A majority of Americans are downright confused over how to manage their 401(k) retirement plans and want a simpler way to know which investments to make, according to a new survey from investment firm Charles Schwab.
“This is consistent with what we’ve been hearing from people,” said Steve Anderson, executive vice president of Schwab retirement plan services. “Trying to figure out how to take control of the plans can be overwhelming, especially for someone who doesn’t have the time or knowledge.”
The nationwide survey of 1,000 401(k) participants released this month said that 52 percent of those polled find explanations of their investment plans more confusing than their company health-care benefits. And 57 percent said they wished there was an easier way to figure out how to choose the right 401(k) investments.
Some 46 percent said they don’t feel they know what their best investment options are—and 34 percent feel a great deal of stress over correctly allocating their 401(k) dollars.
“I think that’s the key part of this survey, the allocation part,” said Aron Gottesman, professor of finance at Pace University.

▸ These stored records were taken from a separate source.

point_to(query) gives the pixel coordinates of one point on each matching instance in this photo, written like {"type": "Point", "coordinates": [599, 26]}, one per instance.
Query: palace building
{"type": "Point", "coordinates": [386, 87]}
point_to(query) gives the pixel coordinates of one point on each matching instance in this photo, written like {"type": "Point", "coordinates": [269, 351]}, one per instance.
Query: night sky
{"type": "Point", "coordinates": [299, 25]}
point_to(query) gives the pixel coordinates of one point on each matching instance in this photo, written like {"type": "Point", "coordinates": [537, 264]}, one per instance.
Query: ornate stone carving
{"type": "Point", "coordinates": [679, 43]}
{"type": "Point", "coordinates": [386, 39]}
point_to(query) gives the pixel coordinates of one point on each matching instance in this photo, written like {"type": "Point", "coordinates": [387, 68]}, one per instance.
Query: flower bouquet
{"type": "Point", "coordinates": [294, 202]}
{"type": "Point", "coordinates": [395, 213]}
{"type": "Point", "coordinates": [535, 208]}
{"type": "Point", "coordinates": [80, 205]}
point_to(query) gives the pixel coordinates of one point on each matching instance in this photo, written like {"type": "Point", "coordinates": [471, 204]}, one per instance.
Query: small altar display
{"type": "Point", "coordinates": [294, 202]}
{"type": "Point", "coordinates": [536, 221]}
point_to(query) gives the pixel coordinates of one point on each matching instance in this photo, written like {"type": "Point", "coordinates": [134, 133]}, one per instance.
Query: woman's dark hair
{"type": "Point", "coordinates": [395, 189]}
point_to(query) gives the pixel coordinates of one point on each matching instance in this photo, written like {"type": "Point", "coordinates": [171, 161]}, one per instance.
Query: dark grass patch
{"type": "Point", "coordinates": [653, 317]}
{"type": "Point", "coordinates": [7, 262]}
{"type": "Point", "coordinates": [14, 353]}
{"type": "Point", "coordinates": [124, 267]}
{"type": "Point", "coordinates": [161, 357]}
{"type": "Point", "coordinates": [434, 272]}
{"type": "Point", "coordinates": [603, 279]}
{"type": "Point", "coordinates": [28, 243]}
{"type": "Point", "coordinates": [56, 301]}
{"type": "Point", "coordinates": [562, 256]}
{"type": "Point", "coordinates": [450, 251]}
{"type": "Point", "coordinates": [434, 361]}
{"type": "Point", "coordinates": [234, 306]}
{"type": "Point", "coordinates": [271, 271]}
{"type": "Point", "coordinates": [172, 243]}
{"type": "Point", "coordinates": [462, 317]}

“I think most Americans don’t know how to allocate, or distribute their assets inside the 401(K),” he said. “Should they go into stocks or bonds, or both? And how much should it be? They’re confused.”
More pressure on workers
401(K) pans—known as defined contribution plans—have been around since 1978. But they have gradually replaced the traditional pension plan and are now the main retirement vehicle for many workers in the private sector, though there is no obligation to have one.
The traditional pension plan—what’s called the defined benefit plan—has both workers and employers making financial contributions, with employees getting a guaranteed source of retirement income.
The management of the defined benefit plan is left to the company, usually through an annuity plan, which invests the money for better returns. In theory, the worker does not have to choose which investments to make.
But the 401(k)—which takes contributions from workers and sometimes matching funds from employers—puts pressure on workers to make the right investment choices as the company offers investment vehicles, but does not manage them.
And there is no guaranteed money at retirement with a 401(k).
“A big part of this for people is knowing how much risk to take with their money,” said Pace University’s Gottesman. “And they get mixed messages about the markets from the media. Some person says buy this stock or fund, another one says sell it. People don’t know what to do.”
Having right investment choices
To help sort through the maze of 401(k) options—which can include actively managed mutual funds with higher management fees or low-fee index funds—many companies offer aid, especially in the form of education.
“It can get confusing so we do our best to give workers the knowledge on how to invest,” said Parker Pieri, director of finance for the Dwyer Group, a holding company for franchise firms based in Dallas with some 450 workers.
“We offer various portfolio models so our workers can get some idea of where they should put their money,” Pieri said. “They can see which types of funds to choose if, say, they want to take more risk, or if they want to be more conservative with investing.”
“We also have a financial adviser, who is paid out of the general 401(k) funds, available to talk with our workers,” he said.
Giving workers the right amount of investment choices is a key to making them happy, said Jeff Wesley, CFO of the Michigan based moving service firm Two Men and a Truck, with some 100 employees.
“We are constantly working on making sure there are enough types of funds to invest in as well as looking at what’s next for coming 401(k) options, ” said Wesley. “And we’re seeing the total asset participation up some 30 percent.”
“It”s been hard on employees to figure out what to do in the last few years with the market’s ups and downs,” Wesley added. “It’s a taking a lot of work on their part. We’re trying to educate them as best we can.”
But help from a worker’s firm comes with caveats, said Pace University’s Gottesman.
“You hope the financial advisers know what they’re doing,” Gottesman said. “But if they just put your information into a computer and come out with a plan, it might not be the best one for you.”
“They could put you in the managed funds, which have higher fees and thus lower returns for investors,” said Gottesman. “So workers, even if they get advice, have to be careful.”
(Read More: How to Not Outlive Your Money)
‘No simple way around this’
According to the Schwab survey, just five percent of those questioned expect to rely on the government, with programs like Social Security, for financial support when they stop working.
But some 89 percent said they are counting on themselves to come up with the funds for retirement. That’s evident in the growth of 401(k)s.
As of September 30, 2012, 401(k) plans held an estimated $3.5 trillion in assets and represented approximately 18 percent of the $19.4 trillion U.S. retirement market.
That’s up from $1.6 trillion in assets and nearly 15 percent of the U.S. retirement market in 2002.
“We are seeing more interest from workers in managing their retirement,” said Schwab’s Anderson about the survey. “They’re ready to make their own decisions.”
They had better be ready, said Pace University’s Gottesman. Because of the growing dependence on the 401(k) as a retirement nest egg, he argued that workers will have to be more active to ensure the egg will be there.
“it’s like buying a car or a house or any other kind of investment.” said Pace University’s Gottesman. “You have to do your homework.”
“There’s no simple way around this,” he added. “It was easier with the old type of pension when you could just sit back and let someone else make the investments. But those days are over.”